What’s the trade-off between bias and variance?

Bias is error due to erroneous or overly simplistic assumptions in the learning algorithm you’re using. This can lead to the model underfitting your data, making it hard for it to have high predictive accuracy and for you to generalize your knowledge from the training set to the test set.

Variance is error due to too much complexity in the learning algorithm you’re using. This leads to the algorithm being highly sensitive to high degrees of variation in your training data, which can lead your model to overfit the data. You’ll be carrying too much noise from your training data for your model to be very useful for your test data.

The bias-variance decomposition essentially decomposes the learning error from any algorithm by adding the bias, the variance and a bit of irreducible error due to noise in the underlying dataset. Essentially, if you make the model more complex and add more variables, you’ll lose bias but gain some variance — in order to get the optimally reduced amount of error, you’ll have to tradeoff bias and variance. You don’t want either high bias or high variance in your model.

What is the Box-Cox transformation used for?

The Box-Cox transformation is a generalized “power transformation” that transforms data to make the distribution more normal.

For example, when its lambda parameter is 0, it’s equivalent to the log-transformation.

It’s used to stabilize the variance (eliminate heteroskedasticity) and normalize the distribution.

Explain Eigenvectors and Eigenvalues.

Linear transformations are helpful to understand using eigenvectors. They find their prime usage in the creation of covariance and correlation matrices in data science.

Simply put, eigenvectors are directional entities along which linear transformation features like compression, flip etc. can be applied.

Eigenvalues are the magnitude of the linear transformation features along each direction of an Eigenvector.

Explain the term instance-based learning.

Instance Based Learning is a set of procedures for regression and classification which produce a class label prediction based on resemblance to its nearest neighbors in the training data set.
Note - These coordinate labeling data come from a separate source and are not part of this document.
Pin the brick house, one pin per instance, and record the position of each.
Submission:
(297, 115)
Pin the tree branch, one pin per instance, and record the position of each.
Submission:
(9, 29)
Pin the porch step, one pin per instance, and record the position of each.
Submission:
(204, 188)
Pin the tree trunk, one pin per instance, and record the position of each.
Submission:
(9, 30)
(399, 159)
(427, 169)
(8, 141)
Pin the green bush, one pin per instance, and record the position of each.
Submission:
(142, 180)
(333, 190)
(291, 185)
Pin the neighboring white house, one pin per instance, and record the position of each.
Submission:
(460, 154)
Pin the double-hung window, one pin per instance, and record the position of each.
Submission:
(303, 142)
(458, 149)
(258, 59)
These algorithms just collects all the data and get an answer when required or queried. In simple words they are a set of procedures for solving new problems based on the solutions of already solved problems in the past which are similar to the current problem.

What is target imbalance? How do we fix it? A scenario where you have performed target imbalance on data. Which metrics and algorithms do you find suitable to input this data onto?
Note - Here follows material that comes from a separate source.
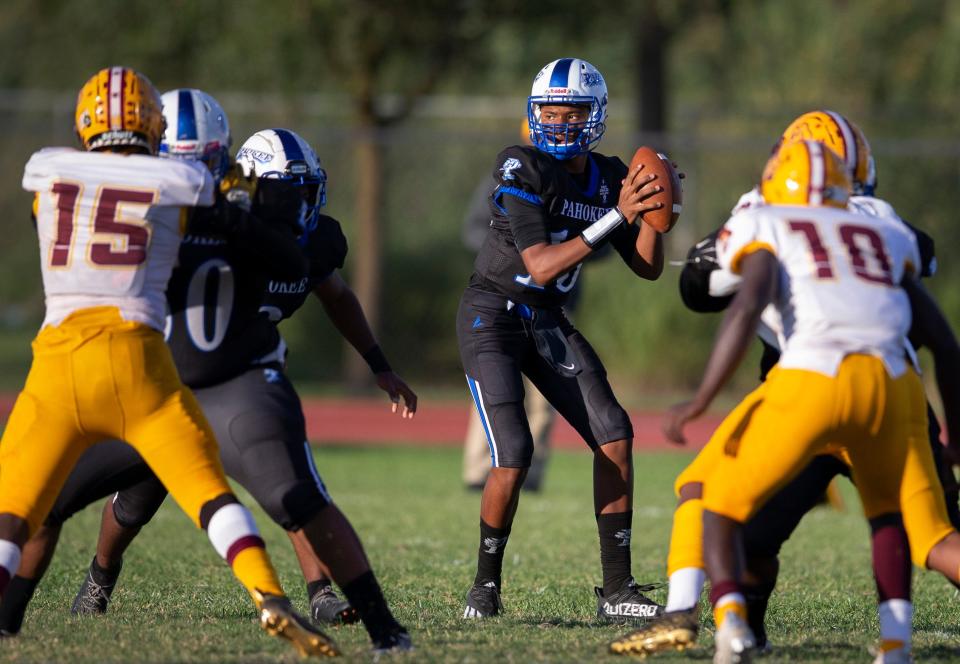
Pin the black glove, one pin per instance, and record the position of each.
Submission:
(695, 277)
(280, 202)
(222, 218)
If you have categorical variables as the target when you cluster them together or perform a frequency count on them if there are certain categories which are more in number as compared to others by a very significant number. This is known as the target imbalance.

Example: Target column – 0,0,0,1,0,2,0,0,1,1 [0s: 60%, 1: 30%, 2:10%] 0 are in majority. To fix this, we can perform up-sampling or down-sampling. Before fixing this problem let’s assume that the performance metrics used was confusion metrics. After fixing this problem we can shift the metric system to AUC: ROC. Since we added/deleted data [up sampling or downsampling], we can go ahead with a stricter algorithm like SVM, Gradient boosting or ADA boosting.
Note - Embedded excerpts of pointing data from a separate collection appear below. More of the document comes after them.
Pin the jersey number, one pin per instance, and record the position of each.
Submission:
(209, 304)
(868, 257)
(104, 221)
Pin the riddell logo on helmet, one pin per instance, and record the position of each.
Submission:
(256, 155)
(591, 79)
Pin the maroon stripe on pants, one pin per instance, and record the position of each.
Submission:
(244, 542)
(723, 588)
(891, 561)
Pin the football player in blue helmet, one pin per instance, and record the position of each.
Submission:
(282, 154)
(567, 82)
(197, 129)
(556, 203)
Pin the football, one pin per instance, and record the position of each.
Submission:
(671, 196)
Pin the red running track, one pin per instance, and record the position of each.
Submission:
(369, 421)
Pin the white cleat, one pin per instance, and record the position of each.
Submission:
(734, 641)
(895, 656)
What is the 68 per cent rule in normal distribution?

The normal distribution is a bell-shaped curve. Most of the data points are around the median. Hence approximately 68 per cent of the data is around the median. Since there is no skewness and its bell-shaped.

Do you think 50 small decision trees are better than a large one? Why?

Another way of asking this question is “Is a random forest a better model than a decision tree?” And the answer is yes because a random forest is an ensemble method that takes many weak decision trees to make a strong learner. Random forests are more accurate, more robust, and less prone to overfitting.

What do you understand by Precision and Recall?

Let me explain you this with an analogy:

Imagine that, your girlfriend gave you a birthday surprise every year for the last 10 years. One day, your girlfriend asks you: ‘Sweetie, do you remember all the birthday surprises from me?’
To stay on good terms with your girlfriend, you need to recall all the 10 events from your memory. Therefore, recall is the ratio of the number of events you can correctly recall, to the total number of events.
If you can recall all 10 events correctly, then, your recall ratio is 1.0 (100%) and if you can recall 7 events correctly, your recall ratio is 0.7 (70%)
However, you might be wrong in some answers.
For example, let’s assume that you took 15 guesses out of which 10 were correct and 5 were wrong. This means that you can recall all events but not so precisely
Therefore, precision is the ratio of a number of events you can correctly recall, to the total number of events you can recall (mix of correct and wrong recalls).
From the above example (10 real events, 15 answers: 10 correct, 5 wrong), you get 100% recall but your precision is only 66.67% (10 / 15)

How do you map nicknames (Pete, Andy, Nick, Rob, etc) to real names?

This problem can be solved in n number of ways. Let’s assume that you’re given a data set containing 1000s of twitter interactions. You will begin by studying the relationship between two people by carefully analyzing the words used in the tweets.
This kind of problem statement can be solved by implementing Text Mining using Natural Language Processing techniques, wherein each word in a sentence is broken down and co-relations between various words are found.
NLP is actively used in understanding customer feedback, performing sentimental analysis on Twitter and Facebook. Thus, one of the ways to solve this problem is through Text Mining and Natural Language Processing techniques.

When to use ensemble learning?

Ensemble learning is used when you build component classifiers that are more accurate and independent from each other.